Ryan Endicott: Every single day, every time you kick in a door and drag a man out of his bed in the middle of the night, that's terrorism. That's not -- we're not saving people that's not liberation. You don't liberate people by -- by kicking in their doors in and arresting people by mass numbers by shooting them that's not liberation, that's occupation.



Leo Paz: Some of the soldiers recalled the harsh treatment of Iraqi civilians stopped at the numerous checkpoints installed by the US throughout the country. Former Marine Corporal Christopher Gallagher compared the checkpoints in Haditha and Falluja to herding cattle.





Christopher Gallagher



Christopher Gallagher: If any Iraqis voiced their opinion for the way they were being treated the Iraqi police -- we had a checkpoint -- would handle the situation by harassing and assaulting them.



Leo Paz: According to Gallagher when the US military went door to door in the middle of the night, raiding homes to eliminate any resistance to the occupation, Iraqis held massive protests. Gallagher described the typical US response to this protest.



Christopher Gallagher: In 2004 the Iraqis would hold protests in the town of Haditha against the occupation typical response for this was to have fighter jets fly over the crowd and scare them away.



Leo Paz: Corporal Endicott questioned the sanitized version of war portrayed in mainstream American media.



Ryan Endicott: What should be on the media is the thousands of doors that are kicked in every day and the thousands of people that are terrorized by the US soldiers that are pumped up on adrenaline and just looking to kill people. I mean there's plenty of people that joined the military just to kill people.

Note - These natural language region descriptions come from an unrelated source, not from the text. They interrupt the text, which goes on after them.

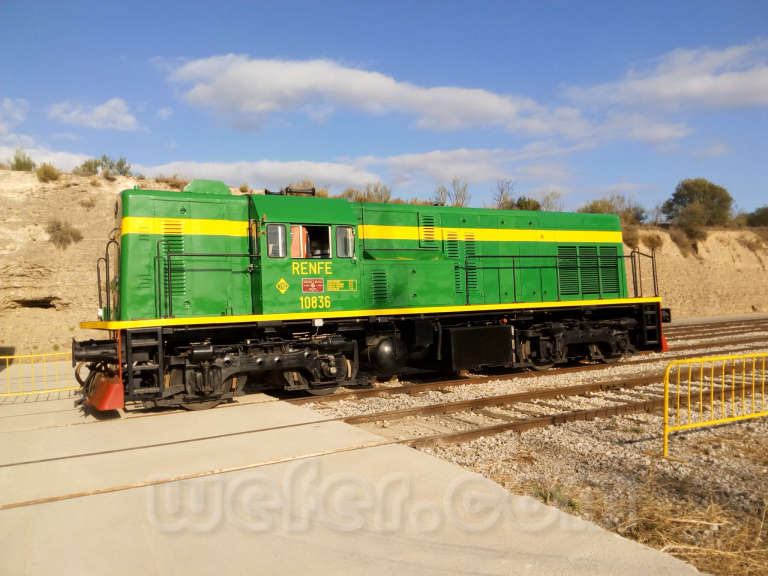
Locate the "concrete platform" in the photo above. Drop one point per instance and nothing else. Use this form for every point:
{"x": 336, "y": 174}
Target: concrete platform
{"x": 349, "y": 504}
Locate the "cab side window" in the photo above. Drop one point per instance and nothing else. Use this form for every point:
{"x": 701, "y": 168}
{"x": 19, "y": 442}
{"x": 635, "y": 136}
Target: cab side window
{"x": 310, "y": 241}
{"x": 276, "y": 240}
{"x": 345, "y": 241}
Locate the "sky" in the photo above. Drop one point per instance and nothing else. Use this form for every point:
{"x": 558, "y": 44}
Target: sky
{"x": 582, "y": 99}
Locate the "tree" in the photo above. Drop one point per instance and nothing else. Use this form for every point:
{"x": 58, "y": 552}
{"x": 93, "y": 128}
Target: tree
{"x": 759, "y": 217}
{"x": 502, "y": 199}
{"x": 122, "y": 167}
{"x": 526, "y": 203}
{"x": 306, "y": 184}
{"x": 627, "y": 209}
{"x": 376, "y": 192}
{"x": 714, "y": 203}
{"x": 456, "y": 195}
{"x": 552, "y": 202}
{"x": 88, "y": 168}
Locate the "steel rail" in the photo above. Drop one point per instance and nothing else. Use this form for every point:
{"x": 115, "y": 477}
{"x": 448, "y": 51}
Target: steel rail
{"x": 436, "y": 439}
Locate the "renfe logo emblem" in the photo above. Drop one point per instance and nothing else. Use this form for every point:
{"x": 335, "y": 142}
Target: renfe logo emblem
{"x": 312, "y": 285}
{"x": 282, "y": 285}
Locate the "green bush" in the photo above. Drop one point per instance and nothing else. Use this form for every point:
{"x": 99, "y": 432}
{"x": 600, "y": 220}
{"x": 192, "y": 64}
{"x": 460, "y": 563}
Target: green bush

Leo Paz: Endicott is one of many vets who denounced the indiscriminate shooting of civilians by US military. Devon Read a former Marine infantry Sgt who took part in the invasion of Iraq in 2003 saw comrades anxious to fire at whatever came in their path. He told people at winter soldier about driving through Nazaria, speeding on the way to Baghdad, on the back of a Humvee and Marines in his unit shooting randomly at people in houses.



Devon Read



Devon Read: You know, none of the grunts that wanted to shoot people really cared about that. If it was an opportunity to shoot someone, they'd be shooting. So there's two of us on my side of the vehicle and three guys on the other side of the vehicle and we're facing outboard and suddenly the guys on the other side of the vehicle start shooting and I'm curious what the heck they're shooting at but I can't really look because I'm paying attention to my side and the other guy that's with me decides to switch sides, switches over to the other side and starts shooting also. And I finally take a moment to look and I'm looking and they're all just shooting wildly.



Leo Paz: Sgt. Reed was appalled by the random gunfire and wondered how many civilians had been shot by US troops that day.



Devon Read: There's, you know, people in windows way off in the distance, who really knows? Plenty of civilians with their -- poking their heads out of the window but its just someone to shoot at and there's shooting going on so no one's going to ask any questions if they start pulling the trigger too. So everyone starts shooting randomly and I talk to everyone after and none of them had any idea what they were shooting at or why.



Leo Paz: Many Vietnam war vets showed up to support the IVAW and the Iraq veterans in denouncing war and violence. Ed Garza an army gunner with the 173rd airborne Brigade still has nightmares forty years after the war.



Ed Garza: I remember the dead bodies and I remember seeing them and I remember we used to kill the Vietnamese and we'd put our patch on them To remind the other Vietnamese in the area that uh that we were there, the 173rd airborne. So those are some of the things I remember.



Leo Paz: According to a study conducted by Iraqi doctors, and published in a British medical journal, Iraqi dead are in the hundreds of thousands since the US invasion in 2003, Afghan civilians are estimated at more than 10,000 dead. Now into the 8th year of the war, more than 5,000 soldiers have been killed in Iraq and Afghanistan according to the US military. Leo Paz, FSRN.